Um die scheckigen Noriker-Pferde vom Aussterben zu bewahren, starteten der Tiergarten Schönbrunn, das Universitätssgut Kremesberg und das Lebensministerium Mitte der 90er-Jahre ein Zuchtprojekt: Die Gene der vom Aussterben bedrohten Farbschläge des Noriker-Pferdes sollen erhalten bleiben.
Vorrangiges Ziel war die Zucht von „Plattenschecken" und der Aufbau eines entsprechenden Bestandes. Der Tiergarten und das Gut Kremesberg waren zu jener Zeit im Besitz der beiden einzigen zur Zucht anerkannten Plattenscheckenhengste.
Die Zusammenarbeit wurde ein voller Erfolg. Gab es im Jahr 1995 in Österreich nur noch zehn Noriker dieses Farbschlags, waren es im Jahr 2005 durch die gezielte Arbeit des Universitätsgutes bereits 35 Pferde!

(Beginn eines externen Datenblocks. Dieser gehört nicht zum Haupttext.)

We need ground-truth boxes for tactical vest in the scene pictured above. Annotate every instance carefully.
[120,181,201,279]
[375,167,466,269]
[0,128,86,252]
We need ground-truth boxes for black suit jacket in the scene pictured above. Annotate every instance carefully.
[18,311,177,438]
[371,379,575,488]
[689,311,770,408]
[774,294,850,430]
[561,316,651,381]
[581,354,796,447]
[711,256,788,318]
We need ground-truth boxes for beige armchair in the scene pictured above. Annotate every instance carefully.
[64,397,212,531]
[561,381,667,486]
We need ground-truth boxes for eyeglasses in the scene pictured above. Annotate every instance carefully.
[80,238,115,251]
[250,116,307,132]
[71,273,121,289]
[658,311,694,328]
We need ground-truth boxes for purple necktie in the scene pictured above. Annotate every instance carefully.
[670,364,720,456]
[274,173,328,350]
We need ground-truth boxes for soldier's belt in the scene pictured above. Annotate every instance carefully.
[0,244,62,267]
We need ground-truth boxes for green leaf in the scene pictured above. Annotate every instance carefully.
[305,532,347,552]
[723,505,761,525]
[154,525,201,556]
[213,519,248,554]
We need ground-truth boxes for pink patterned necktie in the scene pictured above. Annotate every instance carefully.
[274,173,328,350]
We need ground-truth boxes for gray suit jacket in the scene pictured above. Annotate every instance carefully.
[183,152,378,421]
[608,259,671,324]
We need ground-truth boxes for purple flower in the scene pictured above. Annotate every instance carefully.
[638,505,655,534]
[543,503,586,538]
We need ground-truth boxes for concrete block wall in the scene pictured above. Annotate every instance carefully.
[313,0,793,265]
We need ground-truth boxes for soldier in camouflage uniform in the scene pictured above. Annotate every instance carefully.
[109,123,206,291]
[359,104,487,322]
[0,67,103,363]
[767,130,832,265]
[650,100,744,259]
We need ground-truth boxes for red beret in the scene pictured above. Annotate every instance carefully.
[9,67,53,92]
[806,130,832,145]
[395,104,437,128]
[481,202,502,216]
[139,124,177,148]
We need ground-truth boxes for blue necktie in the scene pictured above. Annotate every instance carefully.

Laut dem Übereinkommen über die biologische Vielfalt sind zur Sicherung der Arten- und genetischen Vielfalt Tier- und Pflanzenarten primär in ihren natürlichen Lebensräumen zu erhalten. Ist dies nicht möglich, dann nehmen Tiergärten, botanische Gärten, Genbanken und Vereine eine wichtige Rolle ein. Diese führen Zucht- und Arterhaltungsprogramme durch, um genetische Ressourcen zu sammeln und zu erhalten.